Chile’s two remote island territories, enchanting Easter Island and the virtually unknown Juan Fernández Archipelago, are collectively referred to as the Islas Esporádicas (“Far Flung Isles”). Both are national parks and have been singled out by UNESCO for special protection. Neither is easy to get to, and most travellers never do, but those who make the journeys will find their efforts and expenditure richly rewarded with a set of tantalizingly enigmatic statues and one of the world’s most precarious ecosystems, respectively.

Lost in the vastness of the ocean, tiny Easter Island (or, in Spanish, Isla de Pascua) remains a world unto itself, its closest inhabited neighbour being Pitcairn Island, 2250km northwest. Spanning just 23km at its longest stretch, the island is triangular, with low-lying extinct volcanoes rising out of each corner. Scattered between these points are dozens of moai, the intriguing monolithic stone statues that have made the island universally famous.

Much closer to the mainland, at a mere 675km west of Valparaíso, but still relatively unknown, the Juan Fernández Archipelago is, ironically, far more difficult to reach. With their sharp, jagged peaks, coated in lush, deep-green foliage, the islands boast a topography that is among the most spectacular in Chile.

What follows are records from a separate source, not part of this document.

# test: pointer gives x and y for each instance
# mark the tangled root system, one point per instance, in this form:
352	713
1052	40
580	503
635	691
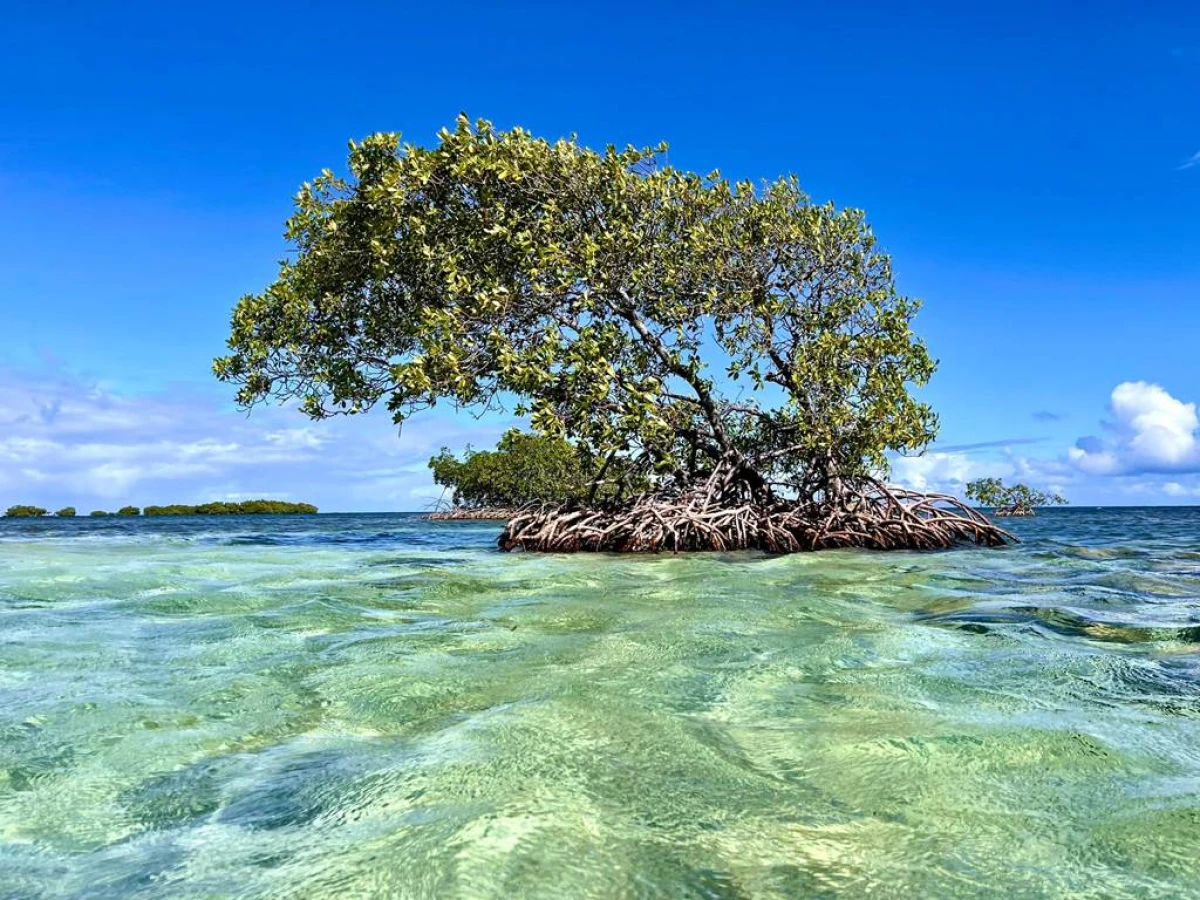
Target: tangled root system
877	517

The archipelago’s largest and only permanently inhabited island – Isla Robinson Crusoe – started out as a pirates’ refuge. In 1709 it was brought to public attention when Scottish seaman Alexander Selkirk was rescued from its shores after being marooned there for more than four years – a story was used as the basis for The Adventures of Robinson Crusoe. Today the Juan Fernández Archipelago, badly affected by a tsunami triggered by the 2010 earthquake, remains an adventurous destination, well off the beaten track.